Ben had wanted to have a party but Lara had managed to persuade him that it would be more romantic if they kept it just between the two of them. The truth was, she would have loved her brother to be there, but Ben was awkward around Phil, and having Katy there would just be too hard on him. They had so much history together.

So she had talked him into a registry office ceremony with strangers as witnesses. Afterward they were having lunch at Restaurant Patrick Guilbaud, then spending the night in the Merrion Hotel. The next morning they were going to fly to Greece for a honeymoon that everyone thought was just a holiday.

“You don't think it's a bit cloak-and-dagger?” Ben asked when everything was booked. “Not telling anyone at all?”

“I think it's a good thing,” Lara said, as much to herself as to him. “Most weddings are about other people. This will just be about us.”

Her wedding to Michael had felt oddly impersonal. The ceremony had been held in Michael's family church in Richmond in Surrey and the reception was at a hotel that overlooked the Thames. Lara was supposed to be involved in the planning, but she was in Dublin and in the end Michael's mother had taken over.

Only the flowers had felt like her own. She'd ordered them from a florist in Kew. Garden roses, sweet pea, chamomile, lavender and Queen Anne's lace. She wore a simple garland of ivy instead of a veil. Her dad had cut it from his garden and brought it over on the Ryanair flight in his suitcase.

Lara had lost sight of Michael at the champagne reception. She searched for him in the crowd milling around on the lush green lawn that rolled down to the river until she found him, finally, by the water, leaning against a tree, looking uncomfortable in his gray morning suit. He had smiled at her and let her lead him back up to the wedding party. Poor Michael, hiding even then, pretending to be someone he wasn't.

Who was this girl pretending to be? she wondered, looking at Emily's tense profile. What was she hiding? Lara wanted to tell her that if you went into a marriage with a secret, all the flowers in the world would not hide it. That when you committed to someone, you had to commit as the person you really were, not the person you thought they wanted you to be. But that was something she had to work out herself.

“What's wrong with me?” Emily whispered. “I'm looking at all these beautiful flowers but I can't decide which ones are right for me.”

Lara closed her laptop. “Why don't you imagine you're buying them for someone you've known your whole life, someone you really love.”

“Who?” Emily blinked at her.

Lara smiled. “You.”

*   *   *

Emily had been trying to be all things to all people, she realized as she lay awake that night staring at the ceiling.
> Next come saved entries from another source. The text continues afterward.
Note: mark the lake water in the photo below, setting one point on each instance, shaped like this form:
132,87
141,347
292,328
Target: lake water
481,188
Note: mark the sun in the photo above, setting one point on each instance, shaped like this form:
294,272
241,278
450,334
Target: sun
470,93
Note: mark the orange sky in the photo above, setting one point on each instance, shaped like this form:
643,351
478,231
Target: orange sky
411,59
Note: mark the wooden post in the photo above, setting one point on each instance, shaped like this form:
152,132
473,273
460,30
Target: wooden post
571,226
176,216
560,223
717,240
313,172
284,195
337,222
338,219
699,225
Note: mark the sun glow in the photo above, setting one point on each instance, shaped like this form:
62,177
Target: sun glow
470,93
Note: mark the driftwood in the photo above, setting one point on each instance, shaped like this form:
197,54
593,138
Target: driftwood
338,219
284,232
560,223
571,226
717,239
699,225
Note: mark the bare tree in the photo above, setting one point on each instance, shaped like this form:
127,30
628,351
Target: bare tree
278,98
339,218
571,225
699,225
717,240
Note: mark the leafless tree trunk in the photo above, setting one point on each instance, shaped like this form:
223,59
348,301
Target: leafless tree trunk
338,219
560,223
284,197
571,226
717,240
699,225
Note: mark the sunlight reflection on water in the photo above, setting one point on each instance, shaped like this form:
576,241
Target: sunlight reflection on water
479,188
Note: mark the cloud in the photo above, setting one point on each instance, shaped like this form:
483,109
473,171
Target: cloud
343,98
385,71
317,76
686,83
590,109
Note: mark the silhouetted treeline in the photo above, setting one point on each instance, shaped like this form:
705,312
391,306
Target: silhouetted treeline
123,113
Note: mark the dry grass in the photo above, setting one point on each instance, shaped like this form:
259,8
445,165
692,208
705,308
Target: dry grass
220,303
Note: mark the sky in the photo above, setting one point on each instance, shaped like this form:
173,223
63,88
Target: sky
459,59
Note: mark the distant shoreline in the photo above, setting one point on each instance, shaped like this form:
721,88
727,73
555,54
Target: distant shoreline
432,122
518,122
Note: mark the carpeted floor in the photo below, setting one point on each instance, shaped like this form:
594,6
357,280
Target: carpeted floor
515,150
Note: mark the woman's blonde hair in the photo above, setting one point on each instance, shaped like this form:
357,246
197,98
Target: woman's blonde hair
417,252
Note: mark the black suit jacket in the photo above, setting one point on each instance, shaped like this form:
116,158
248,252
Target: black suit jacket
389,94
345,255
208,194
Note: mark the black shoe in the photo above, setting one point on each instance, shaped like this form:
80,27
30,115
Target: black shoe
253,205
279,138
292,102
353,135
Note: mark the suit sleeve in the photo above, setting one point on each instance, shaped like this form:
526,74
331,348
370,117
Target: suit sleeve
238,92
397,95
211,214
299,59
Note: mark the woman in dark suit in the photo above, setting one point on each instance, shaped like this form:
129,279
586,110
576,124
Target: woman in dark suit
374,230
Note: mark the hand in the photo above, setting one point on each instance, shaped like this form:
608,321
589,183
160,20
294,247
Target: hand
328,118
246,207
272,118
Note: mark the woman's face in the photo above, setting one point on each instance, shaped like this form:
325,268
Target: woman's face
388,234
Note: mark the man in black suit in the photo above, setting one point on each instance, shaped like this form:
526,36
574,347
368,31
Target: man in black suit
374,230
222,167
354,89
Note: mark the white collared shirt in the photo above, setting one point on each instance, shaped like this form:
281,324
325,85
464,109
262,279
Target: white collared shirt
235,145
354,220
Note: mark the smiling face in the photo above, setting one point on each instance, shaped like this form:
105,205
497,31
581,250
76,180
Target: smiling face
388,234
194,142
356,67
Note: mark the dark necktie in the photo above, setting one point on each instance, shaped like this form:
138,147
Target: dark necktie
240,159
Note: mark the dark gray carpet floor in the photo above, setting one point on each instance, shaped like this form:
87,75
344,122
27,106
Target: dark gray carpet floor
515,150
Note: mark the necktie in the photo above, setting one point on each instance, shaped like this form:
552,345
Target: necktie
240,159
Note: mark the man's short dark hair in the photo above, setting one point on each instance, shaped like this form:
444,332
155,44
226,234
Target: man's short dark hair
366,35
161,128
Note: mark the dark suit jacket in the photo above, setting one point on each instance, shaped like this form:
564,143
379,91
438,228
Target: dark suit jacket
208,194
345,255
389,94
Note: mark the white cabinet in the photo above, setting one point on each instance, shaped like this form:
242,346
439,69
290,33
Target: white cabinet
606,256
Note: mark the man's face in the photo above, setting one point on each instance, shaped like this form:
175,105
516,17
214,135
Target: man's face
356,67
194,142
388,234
The polished, elegant woman she'd turned herself into for Paul and the ordinary girl in the XL sweatshirt with her arm in a sling making snow puns with Dan. Which was the real Emily? There was only one way to find out.

When she arrived at the French restaurant he'd picked, he was already at the table, tasting a glass of wine, watched by an attentive waitress. He inhaled it, sniffed it, swirled it around his mouth. Emily knew that he'd seen her but he didn't look up till she reached the table. It was worth it, though, just to see those amazing blue cowboy eyes of his widen in amazement.